When run at the same settings, all my GPU’s perform about the same on all my rigs with a slight exception for GPU0 (one with video on it). I can run all my cards at 150% if I want with no issues. Once you start over clocking cards things will move around and some will be better than others.
So if you fixed the SATA cable issue the dropping voltage still points to a power issue. Are you using the SATA to molex adapters? If so check those, they can get warm and drop voltage. I have seen them get very hot with a single riser. Go straight 4 pin molex to GPU3 and see if the problem goes away.
If that does not solve your problem then get a better PSU. You definitely have a power issue.
I have 3 Corsair HX1000’s and each is only at about 60-70% load. I tried running the card on 2 of the different PSU’s with no change. These are Sata risers so I can’t directly plug in a molex cable without using an adaptor, but I’ll see if I have any sata to molex adaptors lying around and I’ll give that a go to see if it helps. Would you suggest buying some molex risers to see if that solves the problem? Why do you think 1 of the GTX 1080Ti’s has no problem? I also notice when observing the voltage to the problem card that it fluctuates a fair bit (up and down ~0.02V fairly regularly) while the card with solid performance stays very constant. I have tried running this card on another sata riser and it didn’t seem to make any difference, but I have another 2 spare sata risers I could also try.
Well I tried running that card via Molex using an adaptor and that didn’t make any difference either. I’m going to try running the card in my desktop computer to see if perhaps it’s a problem with the card itself.
Well, it appears as though the fault is with the card itself. I can’t get it to run at over 80% power in my desktop computer directly into the motherboard (with a 1000W PSU powering just that card and a GTX 980).
Are the other cards in you rig working normally now? I have seen bad GPU’s before but never seen a bad GPU mess with the performance of other GPU’s in a rig.

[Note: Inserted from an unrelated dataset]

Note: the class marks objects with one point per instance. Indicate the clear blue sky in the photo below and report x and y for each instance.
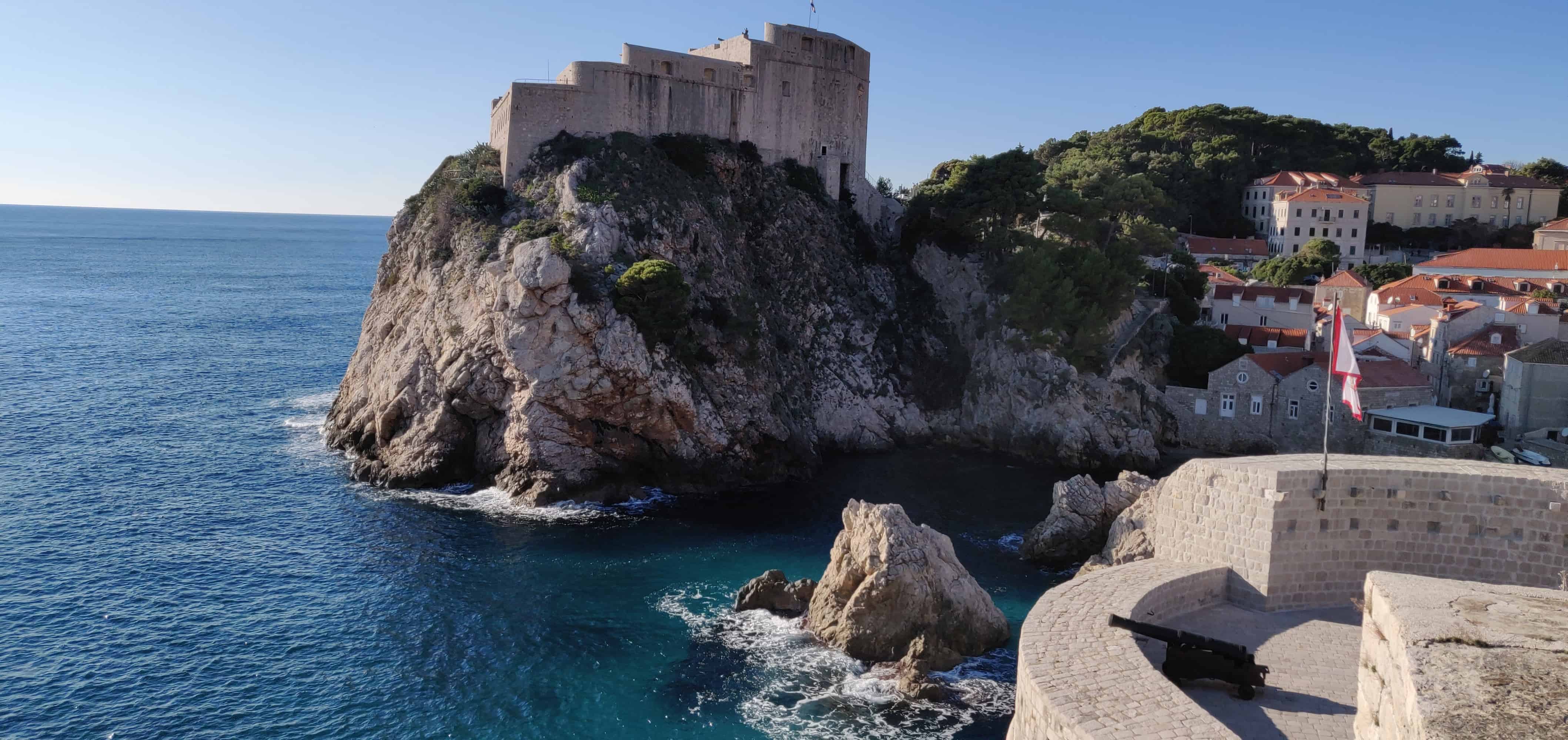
(345, 107)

However, I don’t mix GPU’s on my rigs anymore. Always same brand and model for each rig. I noticed I always had more issues with rigs that had mixed GPU’s.
Every card is working normally except for 2 of the EVGA cards. To give you the full context I am running 5x GTX 1080Ti’s and 2x GTX 1070’s. 3 of the 1080Ti’s are EVGA SC and 2x are Zotac Amp extreme. The zotac cards and the 1070’s are running perfectly and I can ramp them up to 120% power if I want with no problems at all. 1 of the EVGA cards runs really well also, but of the remaining 2 I need to run 1 of them at 90% and the other at 80%. This is independent of the computer these cards are in (I tried them in my desktop) and what else is plugged into the system.
I’ll just add that these GPU’s are not messing with the performance of other cards (other than causing the program to crash).
Did you change all your PCIe BIOS setting on the computer to GEN2?
Yes, I setup the board as per: Asus Z270-A / AR Walkthrough for 6+ crypto rig stability - YouTube
Well, I appear to have lucked out with my final EVGA 1080Ti (just arrived). Getting 760 sols for 250W out of it, no problem so far at 100%. Still can’t run the other 2 cards above 80% and 90% and even at those power limits they get pretty awful performance (if I put my good cards to that limit they get far more sols). I think I might send them to EVGA to get fixed/replaced/whatever, my only concern is I haven’t tested them for anything other than zcash mining, so maybe they will work for whatever they test them for (but I have confirmed using multiple computers that they will not run EWBF at more than 80% and 90% power respectfully while the other cards have no problem, so there must be something wrong with them).